The condition, quoth Panurge, is very hard. Nevertheless, cost what price it will, or whatsoever come of it, I heartily condescend thereto; protesting that I shall to-morrow break my fast betimes after my somniatory exercitations. Furthermore, I recommend myself to Homer's two gates, to Morpheus, to Iselon, to Phantasus, and unto Phobetor. If they in this my great need succour me and grant me that assistance which is fitting, I will in honour of them all erect a jolly, genteel altar, composed of the softest down. If I were now in Laconia, in the temple of Juno, betwixt Oetile and Thalamis, she suddenly would disentangle my perplexity, resolve me of my doubts, and cheer me up with fair and jovial dreams in a deep sleep.

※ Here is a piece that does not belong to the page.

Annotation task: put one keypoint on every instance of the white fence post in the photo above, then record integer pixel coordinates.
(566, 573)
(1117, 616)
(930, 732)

Then did he say thus unto Pantagruel: Sir, were it not expedient for my purpose to put a branch or two of curious laurel betwixt the quilt and bolster of my bed, under the pillow on which my head must lean? There is no need at all of that, quoth Pantagruel; for, besides that it is a thing very superstitious, the cheat thereof hath been at large discovered unto us in the writings of Serapion, Ascalonites, Antiphon, Philochorus, Artemon, and Fulgentius Planciades. I could say as much to you of the left shoulder of a crocodile, as also of a chameleon, without prejudice be it spoken to the credit which is due to the opinion of old Democritus; and likewise of the stone of the Bactrians, called Eumetrides, and of the Ammonian horn; for so by the Aethiopians is termed a certain precious stone, coloured like gold, and in the fashion, shape, form, and proportion of a ram's horn, as the horn of Jupiter Ammon is reported to have been: they over and above assuredly affirming that the dreams of those who carry it about them are no less veritable and infallible than the truth of the divine oracles. Nor is this much unlike to what Homer and Virgil wrote of these two gates of sleep, to which you have been pleased to recommend the management of what you have in hand. The one is of ivory, which letteth in confused, doubtful, and uncertain dreams; for through ivory, how small and slender soever it be, we can see nothing, the density, opacity, and close compactedness of its material parts hindering the penetration of the visual rays and the reception of the specieses of such things as are visible. The other is of horn, at which an entry is made to sure and certain dreams, even as through horn, by reason of the diaphanous splendour and bright transparency thereof, the species of all objects of the sight distinctly pass, and so without confusion appear, that they are clearly seen. Your meaning is, and you would thereby infer, quoth Friar John, that the dreams of all horned cuckolds, of which number Panurge, by the help of God and his future wife, is without controversy to be one, are always true and infallible.